Lisboa, a minha cidade natal e o lugar onde vivo atualmente, é uma bela cidade, cheia de água e de luz. Na margem do rio Tejo, onde este encontra o Oceano Atlântico, começa a estrada costeira. Seguindo o litoral, deixamos gentilmente a cidade e o rio para trás e chegamos ao Oceano Atlântico, em direção à rica e aristocrática cidade costeira de Cascais. Dirigimos através do contorno surpreendente do litoral, e a estrada também nos conduz através de uma série de curvas em S. Durante os anos 60 e 70, uma curva em particular, chamada de Curva do Mônaco por causa de um luxuoso restaurante vizinho com o mesmo nome, foi considerada a “Curva da Morte,” pois muitos motoristas desrespeitavam o limite de velocidade reduzida e acabavam saindo da estrada. Apenas durante a primeira década deste século o problema foi abordado convenientemente. Durante esse período, os fundos da União Europeia tornaram mais fácil a condução em Portugal, financiando a construção de uma das melhores infraestruturas rodoviárias da Europa. No entanto, naquela estrada em particular, pelo contrário, o governo português fez tudo o que podia para dificultar a condução, acrescentando obstáculos de velocidade e semáforos de radar, de forma a que os condutores travem e reduzam a velocidade antes de chegarem ao ápice das curvas.

Ao evitarmos a desconfiança no mundo digital, também podemos impedir que as pessoas tomem cuidado com o limite de velocidade reduzido e negligenciem as informações que lhes são apresentadas online. Isso afetará significativamente a qualidade de sua tomada de decisão, permitindo que as pessoas deliberadamente considerem ou não se devem optar por um determinado serviço, comprar um determinado produto, ou requerer um determinado seguro.

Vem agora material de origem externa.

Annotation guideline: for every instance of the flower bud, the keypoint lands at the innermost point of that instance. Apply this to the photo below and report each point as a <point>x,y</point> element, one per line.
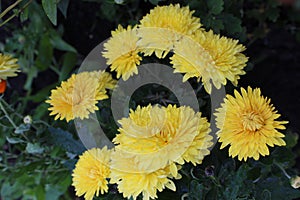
<point>295,182</point>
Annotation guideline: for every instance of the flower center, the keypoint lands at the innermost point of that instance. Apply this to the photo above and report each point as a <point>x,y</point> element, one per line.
<point>252,121</point>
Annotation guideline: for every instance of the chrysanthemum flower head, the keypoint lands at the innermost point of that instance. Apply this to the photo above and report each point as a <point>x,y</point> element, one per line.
<point>165,135</point>
<point>8,66</point>
<point>133,182</point>
<point>247,123</point>
<point>164,26</point>
<point>211,58</point>
<point>77,97</point>
<point>122,52</point>
<point>91,173</point>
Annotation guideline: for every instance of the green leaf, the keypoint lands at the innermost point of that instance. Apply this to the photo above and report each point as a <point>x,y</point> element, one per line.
<point>50,9</point>
<point>154,2</point>
<point>22,128</point>
<point>276,188</point>
<point>215,6</point>
<point>45,53</point>
<point>195,190</point>
<point>60,44</point>
<point>213,23</point>
<point>63,7</point>
<point>13,140</point>
<point>291,139</point>
<point>34,148</point>
<point>66,141</point>
<point>232,24</point>
<point>68,63</point>
<point>24,15</point>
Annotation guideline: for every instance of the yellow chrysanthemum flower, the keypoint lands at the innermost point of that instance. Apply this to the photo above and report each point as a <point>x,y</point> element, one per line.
<point>157,137</point>
<point>122,52</point>
<point>210,58</point>
<point>164,26</point>
<point>247,123</point>
<point>132,181</point>
<point>77,97</point>
<point>91,173</point>
<point>8,66</point>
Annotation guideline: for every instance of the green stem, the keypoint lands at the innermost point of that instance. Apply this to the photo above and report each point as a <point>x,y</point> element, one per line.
<point>283,170</point>
<point>16,13</point>
<point>6,114</point>
<point>10,8</point>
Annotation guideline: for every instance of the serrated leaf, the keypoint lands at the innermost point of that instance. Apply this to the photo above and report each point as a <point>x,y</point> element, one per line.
<point>34,148</point>
<point>22,128</point>
<point>215,6</point>
<point>13,140</point>
<point>65,140</point>
<point>50,8</point>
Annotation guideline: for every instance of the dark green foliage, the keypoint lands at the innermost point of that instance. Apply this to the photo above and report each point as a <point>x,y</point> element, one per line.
<point>36,159</point>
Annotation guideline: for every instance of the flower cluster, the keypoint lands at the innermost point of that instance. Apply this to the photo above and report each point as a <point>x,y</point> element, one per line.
<point>153,142</point>
<point>77,97</point>
<point>197,53</point>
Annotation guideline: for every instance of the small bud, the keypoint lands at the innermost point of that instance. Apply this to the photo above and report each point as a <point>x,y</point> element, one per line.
<point>209,171</point>
<point>2,86</point>
<point>27,120</point>
<point>295,182</point>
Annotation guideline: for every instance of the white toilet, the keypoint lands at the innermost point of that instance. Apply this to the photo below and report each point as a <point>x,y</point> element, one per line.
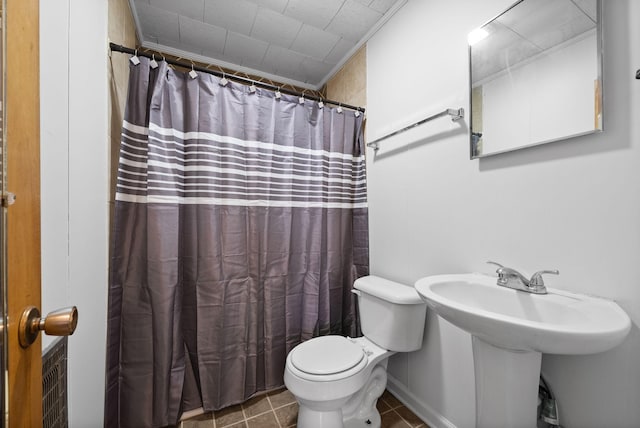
<point>337,380</point>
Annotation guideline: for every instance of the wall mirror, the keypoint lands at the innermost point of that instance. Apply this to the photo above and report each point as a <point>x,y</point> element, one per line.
<point>536,75</point>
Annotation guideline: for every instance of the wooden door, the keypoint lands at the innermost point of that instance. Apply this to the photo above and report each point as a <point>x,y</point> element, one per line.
<point>22,162</point>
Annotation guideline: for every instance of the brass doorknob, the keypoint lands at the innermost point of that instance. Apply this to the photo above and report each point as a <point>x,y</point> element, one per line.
<point>62,322</point>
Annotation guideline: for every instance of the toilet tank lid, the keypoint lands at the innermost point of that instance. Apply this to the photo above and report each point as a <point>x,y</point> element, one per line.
<point>390,291</point>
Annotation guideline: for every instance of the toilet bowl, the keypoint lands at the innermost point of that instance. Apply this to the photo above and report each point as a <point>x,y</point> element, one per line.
<point>337,380</point>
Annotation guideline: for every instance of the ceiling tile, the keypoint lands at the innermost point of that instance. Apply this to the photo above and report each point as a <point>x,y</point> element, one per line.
<point>314,42</point>
<point>275,28</point>
<point>190,8</point>
<point>314,71</point>
<point>158,22</point>
<point>354,21</point>
<point>316,13</point>
<point>244,50</point>
<point>199,34</point>
<point>177,45</point>
<point>236,15</point>
<point>548,23</point>
<point>339,51</point>
<point>382,6</point>
<point>295,40</point>
<point>275,5</point>
<point>590,7</point>
<point>278,59</point>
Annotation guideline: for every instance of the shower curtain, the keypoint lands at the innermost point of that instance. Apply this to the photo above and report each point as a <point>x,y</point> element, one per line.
<point>240,225</point>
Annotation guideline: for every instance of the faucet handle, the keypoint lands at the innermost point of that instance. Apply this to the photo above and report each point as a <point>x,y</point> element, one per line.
<point>536,278</point>
<point>495,263</point>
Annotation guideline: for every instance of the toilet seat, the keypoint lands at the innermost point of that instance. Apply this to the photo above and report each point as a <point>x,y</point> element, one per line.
<point>327,358</point>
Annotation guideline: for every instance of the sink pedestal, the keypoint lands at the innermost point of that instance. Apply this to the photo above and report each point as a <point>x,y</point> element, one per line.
<point>506,386</point>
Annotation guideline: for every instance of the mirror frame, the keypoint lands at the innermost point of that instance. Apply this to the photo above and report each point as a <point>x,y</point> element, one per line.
<point>600,65</point>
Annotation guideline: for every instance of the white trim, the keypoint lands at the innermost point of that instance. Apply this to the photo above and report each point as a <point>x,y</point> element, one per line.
<point>421,409</point>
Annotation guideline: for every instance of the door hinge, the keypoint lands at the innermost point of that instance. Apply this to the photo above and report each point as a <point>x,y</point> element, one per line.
<point>8,199</point>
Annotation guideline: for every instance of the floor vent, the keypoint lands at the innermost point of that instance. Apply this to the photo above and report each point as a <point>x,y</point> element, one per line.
<point>54,385</point>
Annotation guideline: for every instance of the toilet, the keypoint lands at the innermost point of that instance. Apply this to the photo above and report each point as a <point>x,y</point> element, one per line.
<point>337,380</point>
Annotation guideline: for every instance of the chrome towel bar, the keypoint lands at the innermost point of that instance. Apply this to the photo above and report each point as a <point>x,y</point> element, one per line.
<point>456,114</point>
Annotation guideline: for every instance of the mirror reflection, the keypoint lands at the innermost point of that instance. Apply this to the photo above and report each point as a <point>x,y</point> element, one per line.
<point>535,75</point>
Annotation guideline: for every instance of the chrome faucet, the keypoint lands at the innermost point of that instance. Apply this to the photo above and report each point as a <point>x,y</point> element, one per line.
<point>511,278</point>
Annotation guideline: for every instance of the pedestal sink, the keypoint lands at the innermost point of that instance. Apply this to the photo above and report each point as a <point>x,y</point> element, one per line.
<point>511,330</point>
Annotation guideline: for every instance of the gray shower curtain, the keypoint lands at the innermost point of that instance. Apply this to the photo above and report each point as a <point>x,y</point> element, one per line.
<point>240,225</point>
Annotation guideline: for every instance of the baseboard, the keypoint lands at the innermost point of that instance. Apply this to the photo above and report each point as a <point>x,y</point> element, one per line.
<point>423,411</point>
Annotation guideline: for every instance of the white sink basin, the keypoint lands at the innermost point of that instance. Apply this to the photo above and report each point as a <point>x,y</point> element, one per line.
<point>510,331</point>
<point>558,322</point>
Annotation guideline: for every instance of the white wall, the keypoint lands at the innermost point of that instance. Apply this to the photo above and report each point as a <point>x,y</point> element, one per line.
<point>74,158</point>
<point>572,205</point>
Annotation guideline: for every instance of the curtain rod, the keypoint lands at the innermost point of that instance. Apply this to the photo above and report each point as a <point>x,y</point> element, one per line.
<point>245,80</point>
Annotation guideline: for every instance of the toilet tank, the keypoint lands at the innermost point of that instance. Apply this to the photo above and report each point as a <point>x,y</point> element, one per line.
<point>392,315</point>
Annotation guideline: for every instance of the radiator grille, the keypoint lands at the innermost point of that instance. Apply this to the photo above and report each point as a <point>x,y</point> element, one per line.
<point>54,385</point>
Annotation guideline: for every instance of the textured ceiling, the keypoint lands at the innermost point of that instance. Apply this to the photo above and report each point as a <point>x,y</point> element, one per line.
<point>301,42</point>
<point>528,29</point>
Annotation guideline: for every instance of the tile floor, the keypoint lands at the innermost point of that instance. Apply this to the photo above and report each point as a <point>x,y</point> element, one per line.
<point>278,409</point>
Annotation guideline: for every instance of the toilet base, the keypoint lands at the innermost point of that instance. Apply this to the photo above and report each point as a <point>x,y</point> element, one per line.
<point>308,417</point>
<point>359,411</point>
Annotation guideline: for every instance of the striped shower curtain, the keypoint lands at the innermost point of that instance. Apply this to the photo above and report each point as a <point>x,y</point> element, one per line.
<point>240,225</point>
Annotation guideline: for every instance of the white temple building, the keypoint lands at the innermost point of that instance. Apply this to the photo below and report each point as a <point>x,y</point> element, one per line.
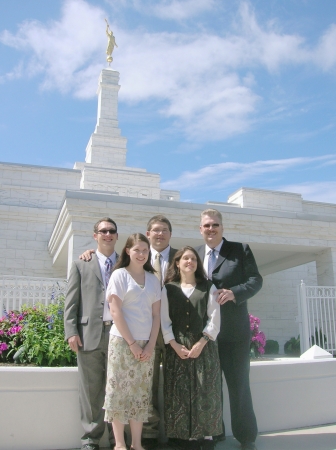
<point>47,216</point>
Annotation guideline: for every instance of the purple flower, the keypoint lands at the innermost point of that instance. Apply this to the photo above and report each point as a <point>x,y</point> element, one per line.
<point>3,347</point>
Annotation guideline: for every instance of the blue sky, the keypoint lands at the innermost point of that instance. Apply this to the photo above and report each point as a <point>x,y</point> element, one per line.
<point>214,95</point>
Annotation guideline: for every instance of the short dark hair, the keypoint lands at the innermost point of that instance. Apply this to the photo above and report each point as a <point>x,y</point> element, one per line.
<point>124,259</point>
<point>158,218</point>
<point>104,219</point>
<point>173,272</point>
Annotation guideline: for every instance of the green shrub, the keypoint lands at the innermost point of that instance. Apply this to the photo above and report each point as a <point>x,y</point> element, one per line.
<point>42,336</point>
<point>272,347</point>
<point>292,347</point>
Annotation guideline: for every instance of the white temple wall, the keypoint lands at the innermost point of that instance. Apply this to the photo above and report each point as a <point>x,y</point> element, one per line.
<point>30,198</point>
<point>276,304</point>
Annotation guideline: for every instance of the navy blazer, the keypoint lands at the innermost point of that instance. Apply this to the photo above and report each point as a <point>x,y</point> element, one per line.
<point>236,270</point>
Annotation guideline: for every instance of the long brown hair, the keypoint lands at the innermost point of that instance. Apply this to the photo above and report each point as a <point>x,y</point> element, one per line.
<point>173,272</point>
<point>124,259</point>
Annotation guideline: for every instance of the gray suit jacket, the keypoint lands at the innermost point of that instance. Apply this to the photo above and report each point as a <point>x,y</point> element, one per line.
<point>84,303</point>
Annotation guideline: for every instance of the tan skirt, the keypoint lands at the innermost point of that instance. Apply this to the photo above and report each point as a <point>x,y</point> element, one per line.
<point>129,383</point>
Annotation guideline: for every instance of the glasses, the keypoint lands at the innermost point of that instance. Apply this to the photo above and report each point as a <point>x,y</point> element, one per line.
<point>211,225</point>
<point>109,231</point>
<point>164,231</point>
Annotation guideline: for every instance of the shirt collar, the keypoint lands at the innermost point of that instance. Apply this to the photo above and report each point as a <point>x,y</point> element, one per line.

Dado o impressionante progresso da última década, podemos prever que a leitura digital irá ultrapassar a leitura em papel. Isso originará a chamada “lacuna da leitura digital,” devido ao fato de a geração atual de telas LCD tornar a leitura excessivamente fácil. O cérebro não precisa trabalhar duro o suficiente e, por isso, não conseguimos processar as palavras escritas nas telas e refletir sobre elas. Assim, e ao contrário da lógica econômica comportamental de facilitar a ação das pessoas, talvez precisemos atualizar nosso kit de insights comportamentais para o mundo digital e criar um ambiente de leitura digital que se assemelhe à antiga tecnologia do papel, onde um nível desejável de dificuldade de leitura origina suficiente reflexão cognitiva por parte do leitor e, consequentemente, uma tomada de decisão mais sábia. Aparentemente, quando se trata do mundo digital, “tornar difícil” pode ser o caminho certo para levar as pessoas a fazer que é correto.